On Feb. 26, 2025, NASA launched Lunar Trailblazer from Kennedy Space Center to map water on the Moon. About a day after liftoff mission managers lost contact with the $72 million spacecraft, and it was never heard from again.
A NASA review panel, in a report obtained via a Freedom of Information Act request, concluded the primary cause was a software error that pointed the probe’s solar panels 180 degrees away from the Sun. The panel also identified numerous erroneous onboard fault-management actions that, taken together with the pointing mistake, produced the mission-ending failure.
Lockheed Martin built the low-cost spacecraft. The review says the company did not adequately test the solar-panel-pointing software prior to launch. According to the panel, while ground teams might have been able to correct the panel orientation, other software faults complicated recovery efforts and ultimately made restoration impossible.
Timothy Cook, an associate professor at the University of Massachusetts Lowell who previously managed another mission that failed because of a solar-panel pointing problem, noted that complex systems usually fail for multiple reasons. He said such problems can cascade into an irrecoverable state.
Neither NASA nor Lockheed Martin provided spokespeople for the reporting, but both issued statements saying they learned from the loss. NASA described the setback as offering powerful lessons for future lower-cost missions. Lockheed Martin said it is strengthening fault-management architecture, flight software implementation, and pre-launch testing while continuing to balance risk acceptance for faster, lower-funded programs.

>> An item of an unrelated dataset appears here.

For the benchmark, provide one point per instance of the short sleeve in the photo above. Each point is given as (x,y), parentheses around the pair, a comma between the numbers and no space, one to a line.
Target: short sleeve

Scott Hubbard, a longtime NASA veteran now at Stanford, observed that Class D missions accept higher risk but that risk must be understood and mitigated. He cautioned that accepting lower cost does not mean failure is acceptable, noting that cheap failure is no good for anybody.
The loss was particularly painful for the science team. Bethany Ehlmann, the project principal investigator at launch, called the outcome gutting and thanked the community for recovery efforts. She said the review highlights the need to align institutional goals, contracting, and technical approaches to ensure mission success, and she welcomed NASA sharing the findings so other programs can learn.
NASA applied extra scrutiny to Escapade, a Class D pair of Mars probes led by UC Berkeley’s Robert Lillis, after Trailblazer’s failure. That scrutiny helped when an early post-launch silence for Escapade turned out to be a small ground-antenna pointing error; teams restored contact about six hours after launch and the spacecraft began operating. Escapade will not reach Mars until the following September, and Lillis said it will take time to know whether lessons from Trailblazer have been fully absorbed.